## Hamiltonian tails

“We demonstrate HMC’s sensitivity to these parameters by sampling from a bivariate Gaussian with correlation coefficient 0.99. We consider three settings (ε,L) = {(0.16; 40); (0.16; 50); (0.15; 50)}” Ziyu Wang, Shakir Mohamed, and Nando De Freitas. 2013

In an experiment with my PhD student Changye Wu (who wrote all R codes used below), we looked back at a strange feature in an 2013 ICML paper by Wang, Mohamed, and De Freitas. Namely, a rather poor performance of an Hamiltonian Monte Carlo (leapfrog) algorithm on a two-dimensional strongly correlated Gaussian target, for very specific values of the parameters (ε,L) of the algorithm.

The Gaussian target associated with this sample stands right in the middle of the two clouds, as identified by Wang et al. And the leapfrog integration path for (ε,L)=(0.15,50)

keeps jumping between the two ridges (or tails) , with no stop in the middle. Changing ever so slightly (ε,L) to (ε,L)=(0.16,40) does not modify the path very much

but the HMC output is quite different since the cloud then sits right on top of the target

with no clear explanation except for a sort of periodicity in the leapfrog sequence associated with the velocity generated at the start of the code. Looking at the Hamiltonian values for (ε,L)=(0.15,50)

and for (ε,L)=(0.16,40)

does not help, except to point at a sequence located far in the tails of this Hamiltonian, surprisingly varying when supposed to be constant.
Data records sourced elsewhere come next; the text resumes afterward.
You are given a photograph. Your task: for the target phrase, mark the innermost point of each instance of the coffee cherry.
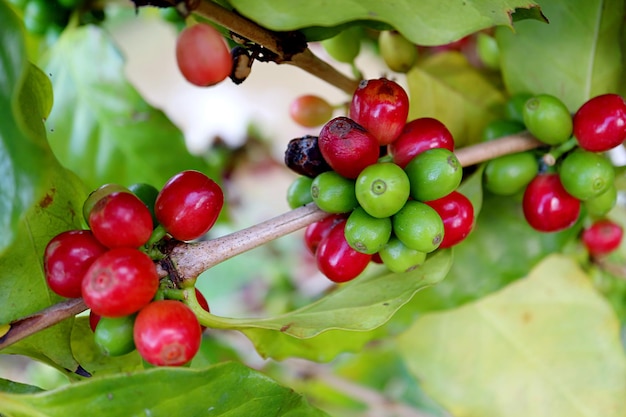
(547, 206)
(336, 259)
(548, 119)
(418, 226)
(310, 110)
(381, 106)
(600, 123)
(115, 335)
(188, 205)
(457, 213)
(509, 174)
(501, 127)
(434, 174)
(347, 146)
(397, 257)
(121, 219)
(602, 237)
(382, 189)
(600, 205)
(586, 174)
(398, 52)
(120, 282)
(299, 192)
(167, 333)
(67, 258)
(202, 55)
(333, 193)
(303, 156)
(365, 233)
(417, 136)
(317, 231)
At first, we thought the large value of ε was to blame but much smaller values still return poor convergence performances. As below for (ε,L)=(0.01,450)

### 7 Responses to “Hamiltonian tails”

1. Pierre Jacob Says:

Interesting! The first graph is striking.
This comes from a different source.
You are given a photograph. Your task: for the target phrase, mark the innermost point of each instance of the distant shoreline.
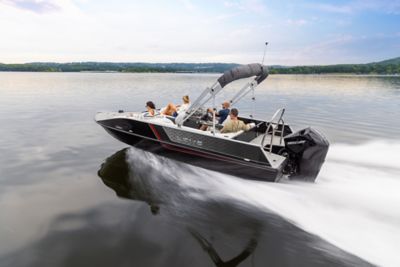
(386, 67)
(273, 74)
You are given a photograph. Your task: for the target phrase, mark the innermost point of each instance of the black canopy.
(244, 71)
I remember trying HMC with leapfrog integrator on the Rosenbrock “banana-shaped” distribution and it worked only after I reduced the step size to about 1/500, even though it’s in 2 dimensions and it’s not really highly correlated.

The recent survey by Bou-Rabee and Sanz-Serna (https://arxiv.org/abs/1711.05337) and the book on “Geometric Numerical Integration” by Hairer, Wanner and Lubich are full of relevant results, and descriptions of other integrators which might perform better than the standard leapfrog integrator.

• Yes, I was surprised as well, although this was actually pointed out in the original paper by Wang et al. Had to try it myself I presume..

When sampling from a Gaussian distribution, you need to randomize the trajectory length (stepsize times number of steps) to avoid accidentally producing a near-periodic chain. See, for example, my example of sampling from a 100-dimensional Gaussian at the end of section 3 of my HMC review at http://www.cs.utoronto.ca/~radford/ham-mcmc.abstract.html

• Thank you Radford, I was just surprised at how easily this happens!

3. Radford Neal’s HMC paper discusses orbits, as does Michael Betancourt’s exhaustive HMC paper. It has to do more with integration time (epsilon * L in the blog post’s notation) than with step size once the step size gets to the point where the leapfrog algorithm has reasoanble error bounds.

Matt Hoffman burned an incredible quantity of compute cycles on our clusters to evaluate basic HMC vs. NUTS and a simple summary on some hard problems (250 dimensional normal with high correlation, stochastic volatility time series, hierarchical logistic regression, if I recall). Even optimally tuned HMC was inferior to NUTS in all of our experiments. We believe it’s not only tuning step size and integration time, but also hugely influenced by NUTS’s biasing the selection of the point on the Hamiltonian trajectory to be in the last doubling and hence likely farther away from the starting point. Betancourt found that NUTS lost of a lot of steam when he reworked adaptation but (initially) forgot the biasing of draws along the trajectory.